The release of glucose, galactose and fructose from the intestinal cells into the
portal vein is performed by GLUT-2.

This glucose transporter can handle large amounts of monosaccharides, and with that it is perfect to facilitate the transport of dietary monosaccharides from intestinal mucosal cells into the portal vein.

This transport is performed by facilitated transport, which uses a transporter protein (GLUT-2) and follows the gradient of the monosaccharide concentrations.

[As the concentration in the intestinal mucosal cells is high after uptake of dietary monosaccharides, the concentration gradient allows the sugars to use GLUT-2 in order to move into the portal vein.]


In addition to glucose and galactose uptake from the intestinal lumen, which other molecules from a different food group are taken up by a respective sodium ion co-transport?

Dietary amino acids are taken up using sodium ion co-transport. They use several
transporters that are specific for different groups of amino acids.


The transport via a gated channel is mostly grouped as passive transport, although cleavage of some ATP is involved. How can you describe the role of ABC transporters?

An ABC transporter contains ATP-binding cassettes and are often channel proteins which do not need continuous ATP cleavage.

Some ATP is cleaved in order to open the channel, and then many
molecules flow through the open channel with the concentration gradient.


Which gated channel is deficient in cystic fibrosis, and which ion normally flows through this channel? What is the abbreviation for this channel? How is this channel gated and which enzyme is needed to eventually open it?

Cystic fibrosis is due to a deficiency of a specific chloride ion channel in
epithelial cells. This channel is named CFTR which stands for cystic fibrosis
transmembrane conductance regulator.

CFTR is an ABC transporter and is a ligand-gated channel controlled by
phosphorylation performed by protein kinase A


Why is the mucus in patients with cystic fibrosis thick in the intestine and in the lung?

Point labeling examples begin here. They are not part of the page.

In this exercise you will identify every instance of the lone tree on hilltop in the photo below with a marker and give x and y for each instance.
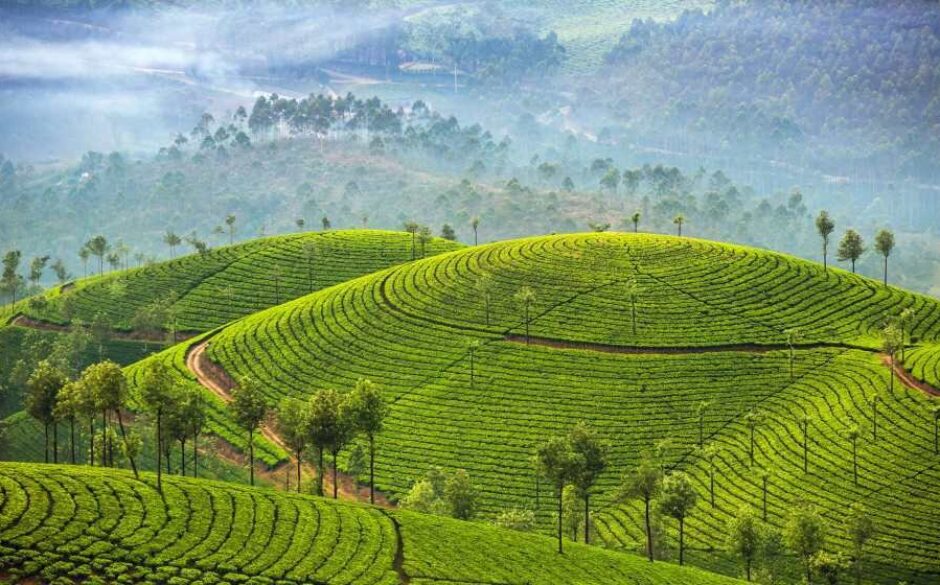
(368, 410)
(860, 528)
(851, 248)
(890, 344)
(825, 227)
(679, 220)
(677, 499)
(172, 240)
(804, 422)
(484, 286)
(884, 244)
(591, 456)
(110, 387)
(43, 387)
(292, 425)
(412, 228)
(526, 296)
(249, 409)
(643, 482)
(744, 538)
(557, 463)
(752, 420)
(852, 434)
(323, 427)
(230, 222)
(805, 534)
(98, 246)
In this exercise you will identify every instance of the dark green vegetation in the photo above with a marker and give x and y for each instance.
(713, 323)
(103, 526)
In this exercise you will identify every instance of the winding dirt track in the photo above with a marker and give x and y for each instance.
(215, 379)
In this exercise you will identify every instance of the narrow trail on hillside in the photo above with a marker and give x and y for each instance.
(154, 337)
(215, 379)
(673, 350)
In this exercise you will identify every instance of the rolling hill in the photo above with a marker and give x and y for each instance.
(74, 524)
(207, 290)
(713, 323)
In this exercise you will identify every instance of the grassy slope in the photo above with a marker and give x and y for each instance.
(73, 521)
(408, 328)
(225, 284)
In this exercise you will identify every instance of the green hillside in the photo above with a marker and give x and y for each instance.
(76, 523)
(711, 324)
(225, 283)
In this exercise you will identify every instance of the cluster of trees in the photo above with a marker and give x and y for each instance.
(852, 245)
(854, 76)
(327, 423)
(442, 493)
(14, 286)
(476, 41)
(100, 392)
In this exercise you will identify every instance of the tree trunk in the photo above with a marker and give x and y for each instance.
(560, 518)
(72, 439)
(319, 471)
(124, 438)
(681, 541)
(159, 450)
(587, 519)
(251, 456)
(371, 469)
(335, 484)
(91, 441)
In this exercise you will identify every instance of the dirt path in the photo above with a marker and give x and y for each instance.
(213, 377)
(158, 337)
(907, 378)
(630, 349)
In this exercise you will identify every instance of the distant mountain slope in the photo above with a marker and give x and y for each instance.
(73, 523)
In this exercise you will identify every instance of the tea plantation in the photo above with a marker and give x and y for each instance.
(77, 524)
(712, 323)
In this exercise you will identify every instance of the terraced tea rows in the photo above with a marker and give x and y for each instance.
(233, 281)
(73, 523)
(409, 329)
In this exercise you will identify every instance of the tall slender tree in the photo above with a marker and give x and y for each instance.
(249, 409)
(292, 426)
(368, 411)
(676, 500)
(157, 392)
(526, 296)
(644, 482)
(590, 461)
(884, 244)
(43, 387)
(825, 227)
(557, 462)
(851, 248)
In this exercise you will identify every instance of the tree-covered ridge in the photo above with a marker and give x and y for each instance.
(80, 523)
(632, 333)
(853, 79)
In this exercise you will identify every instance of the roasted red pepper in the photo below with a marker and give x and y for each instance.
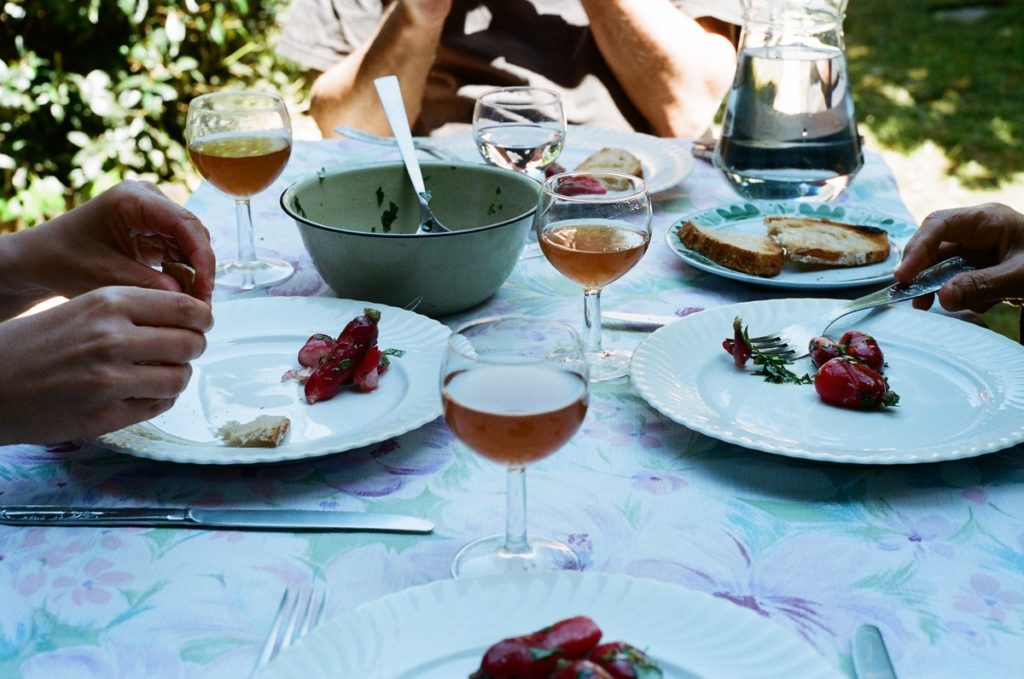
(623, 661)
(536, 655)
(317, 346)
(337, 368)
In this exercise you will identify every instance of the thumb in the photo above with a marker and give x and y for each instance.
(979, 290)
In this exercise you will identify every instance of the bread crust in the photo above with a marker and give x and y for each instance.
(750, 253)
(182, 272)
(610, 159)
(828, 243)
(264, 431)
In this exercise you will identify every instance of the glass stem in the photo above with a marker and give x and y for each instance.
(515, 511)
(247, 242)
(592, 321)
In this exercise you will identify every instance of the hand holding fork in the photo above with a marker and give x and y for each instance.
(793, 341)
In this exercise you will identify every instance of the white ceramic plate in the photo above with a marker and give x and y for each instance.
(252, 344)
(749, 218)
(961, 386)
(441, 630)
(665, 163)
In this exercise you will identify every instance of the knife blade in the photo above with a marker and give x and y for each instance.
(870, 659)
(648, 321)
(188, 517)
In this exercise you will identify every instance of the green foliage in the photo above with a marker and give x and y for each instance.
(950, 72)
(95, 91)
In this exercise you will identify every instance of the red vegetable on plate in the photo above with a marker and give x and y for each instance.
(337, 368)
(624, 661)
(849, 383)
(536, 655)
(862, 347)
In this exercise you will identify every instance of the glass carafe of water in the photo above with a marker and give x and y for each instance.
(790, 129)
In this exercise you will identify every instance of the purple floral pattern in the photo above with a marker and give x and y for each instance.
(933, 554)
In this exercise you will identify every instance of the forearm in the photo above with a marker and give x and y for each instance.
(674, 72)
(345, 94)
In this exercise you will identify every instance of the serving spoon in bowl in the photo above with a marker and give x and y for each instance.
(390, 95)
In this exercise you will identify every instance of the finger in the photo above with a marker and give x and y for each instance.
(981, 289)
(159, 309)
(941, 234)
(150, 212)
(163, 346)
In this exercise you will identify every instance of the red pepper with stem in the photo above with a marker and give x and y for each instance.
(337, 368)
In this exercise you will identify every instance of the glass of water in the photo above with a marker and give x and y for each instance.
(519, 128)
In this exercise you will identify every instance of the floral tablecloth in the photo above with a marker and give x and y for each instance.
(933, 554)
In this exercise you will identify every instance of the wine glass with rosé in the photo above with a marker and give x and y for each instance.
(594, 227)
(519, 128)
(240, 141)
(515, 390)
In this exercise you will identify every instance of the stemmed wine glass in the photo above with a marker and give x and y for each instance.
(594, 227)
(519, 128)
(240, 141)
(515, 389)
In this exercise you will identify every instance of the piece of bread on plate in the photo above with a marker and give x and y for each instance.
(182, 272)
(264, 431)
(750, 253)
(827, 243)
(612, 160)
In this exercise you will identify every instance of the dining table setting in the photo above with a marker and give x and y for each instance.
(727, 525)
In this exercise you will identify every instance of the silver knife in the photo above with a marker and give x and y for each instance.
(648, 321)
(870, 660)
(187, 517)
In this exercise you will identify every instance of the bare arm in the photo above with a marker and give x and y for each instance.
(990, 236)
(674, 72)
(404, 45)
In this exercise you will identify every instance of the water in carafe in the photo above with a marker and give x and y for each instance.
(790, 129)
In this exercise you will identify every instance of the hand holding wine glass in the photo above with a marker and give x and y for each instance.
(594, 238)
(240, 141)
(519, 128)
(515, 390)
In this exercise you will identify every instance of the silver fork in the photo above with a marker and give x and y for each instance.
(298, 612)
(419, 144)
(793, 341)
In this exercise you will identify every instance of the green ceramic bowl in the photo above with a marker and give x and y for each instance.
(358, 225)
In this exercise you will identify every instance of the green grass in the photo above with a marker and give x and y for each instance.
(920, 75)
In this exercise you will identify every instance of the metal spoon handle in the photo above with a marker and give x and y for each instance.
(394, 108)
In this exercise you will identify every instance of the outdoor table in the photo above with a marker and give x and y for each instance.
(933, 554)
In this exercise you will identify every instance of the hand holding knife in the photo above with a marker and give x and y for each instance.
(187, 517)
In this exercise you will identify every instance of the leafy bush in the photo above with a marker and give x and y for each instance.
(96, 91)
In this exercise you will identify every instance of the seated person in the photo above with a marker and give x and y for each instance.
(118, 351)
(989, 236)
(642, 65)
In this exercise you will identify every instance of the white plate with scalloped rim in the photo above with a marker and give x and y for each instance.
(961, 386)
(748, 217)
(441, 630)
(252, 344)
(665, 163)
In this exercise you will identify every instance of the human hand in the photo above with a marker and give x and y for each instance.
(428, 11)
(97, 363)
(989, 236)
(118, 237)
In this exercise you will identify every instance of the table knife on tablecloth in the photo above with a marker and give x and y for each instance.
(187, 517)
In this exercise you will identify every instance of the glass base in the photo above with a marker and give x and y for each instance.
(487, 556)
(608, 365)
(250, 276)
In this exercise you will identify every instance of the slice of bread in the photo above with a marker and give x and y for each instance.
(264, 431)
(813, 241)
(183, 273)
(750, 253)
(612, 160)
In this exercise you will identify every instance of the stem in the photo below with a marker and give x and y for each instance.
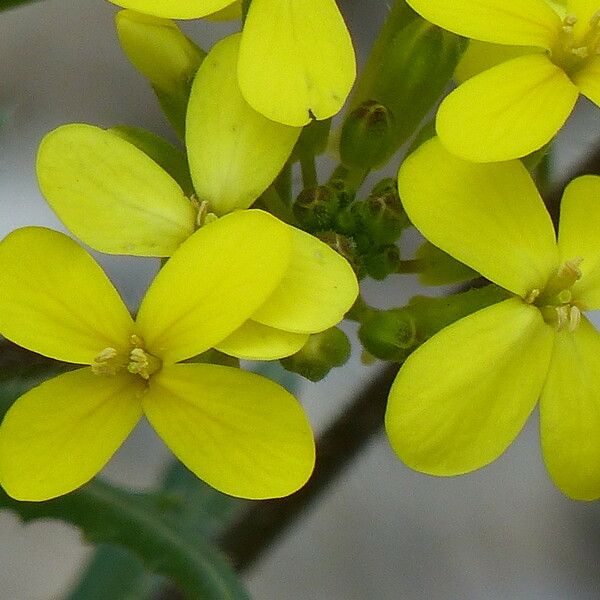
(309, 170)
(277, 207)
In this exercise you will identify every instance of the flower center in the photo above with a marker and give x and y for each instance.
(570, 51)
(555, 301)
(135, 360)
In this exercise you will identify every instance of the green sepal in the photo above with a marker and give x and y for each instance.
(321, 353)
(367, 137)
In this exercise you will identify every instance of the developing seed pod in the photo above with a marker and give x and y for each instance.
(412, 72)
(321, 353)
(316, 208)
(165, 56)
(367, 136)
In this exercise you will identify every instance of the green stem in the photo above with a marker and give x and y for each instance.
(309, 170)
(277, 207)
(360, 311)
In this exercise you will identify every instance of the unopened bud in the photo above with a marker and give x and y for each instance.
(316, 207)
(163, 55)
(381, 215)
(383, 262)
(389, 334)
(367, 136)
(321, 353)
(346, 247)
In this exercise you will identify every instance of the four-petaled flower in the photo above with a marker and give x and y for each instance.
(296, 61)
(516, 107)
(463, 396)
(240, 432)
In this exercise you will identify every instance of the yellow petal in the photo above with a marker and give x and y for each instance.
(110, 194)
(213, 283)
(579, 236)
(234, 152)
(481, 56)
(253, 341)
(241, 433)
(296, 59)
(584, 11)
(488, 216)
(507, 111)
(59, 435)
(56, 300)
(463, 396)
(318, 289)
(174, 9)
(587, 79)
(514, 22)
(570, 413)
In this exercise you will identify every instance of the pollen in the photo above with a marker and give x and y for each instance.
(571, 51)
(136, 360)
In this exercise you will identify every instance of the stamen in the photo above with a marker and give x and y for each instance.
(106, 362)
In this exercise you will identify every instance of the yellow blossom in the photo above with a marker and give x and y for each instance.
(240, 432)
(296, 62)
(118, 200)
(463, 396)
(517, 106)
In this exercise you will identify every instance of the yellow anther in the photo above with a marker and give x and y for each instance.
(107, 362)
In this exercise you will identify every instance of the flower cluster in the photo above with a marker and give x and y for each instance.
(241, 277)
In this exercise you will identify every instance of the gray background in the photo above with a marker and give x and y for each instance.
(383, 532)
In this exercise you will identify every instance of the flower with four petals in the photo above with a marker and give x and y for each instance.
(517, 106)
(463, 396)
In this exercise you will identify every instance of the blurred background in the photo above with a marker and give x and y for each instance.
(381, 531)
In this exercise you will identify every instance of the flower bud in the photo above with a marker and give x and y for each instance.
(412, 70)
(367, 136)
(381, 215)
(316, 207)
(322, 352)
(389, 334)
(163, 55)
(382, 262)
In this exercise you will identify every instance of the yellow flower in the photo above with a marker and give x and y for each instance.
(118, 200)
(296, 61)
(241, 433)
(516, 107)
(463, 396)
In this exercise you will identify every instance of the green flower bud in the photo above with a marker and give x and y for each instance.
(316, 207)
(414, 65)
(346, 247)
(383, 262)
(367, 136)
(389, 334)
(163, 55)
(381, 215)
(321, 353)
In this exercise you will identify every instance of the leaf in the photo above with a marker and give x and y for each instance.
(108, 514)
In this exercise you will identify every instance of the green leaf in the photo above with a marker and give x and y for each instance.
(141, 522)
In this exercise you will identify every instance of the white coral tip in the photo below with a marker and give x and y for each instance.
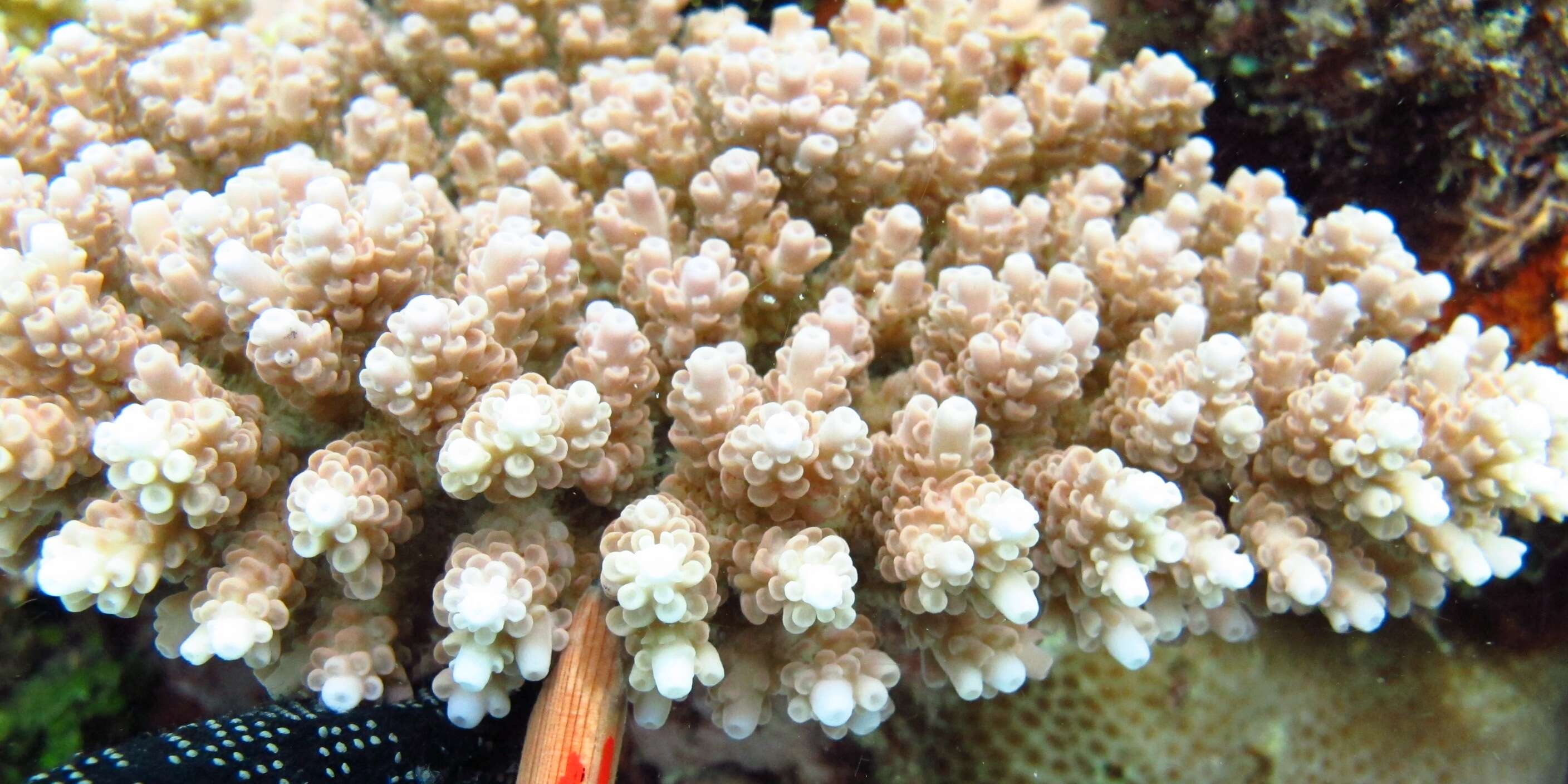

The defective CFTR does not allow the accumulated chloride ions to be released by epithelial cells. This leads to less efflux of water as well.

That leads also to less sodium ions that enter the extra cellular space, and as a result, water does not follow and we find thick mucus.


Why can the sweat test be used to diagnose cystic fibrosis?

In sweat glands, a defective CFTR leads to impaired re-uptake of chloride ions.
Sodium ions get trapped by ionic bonds, and that is why children with cystic
fibrosis often have a salty skin on their forehead.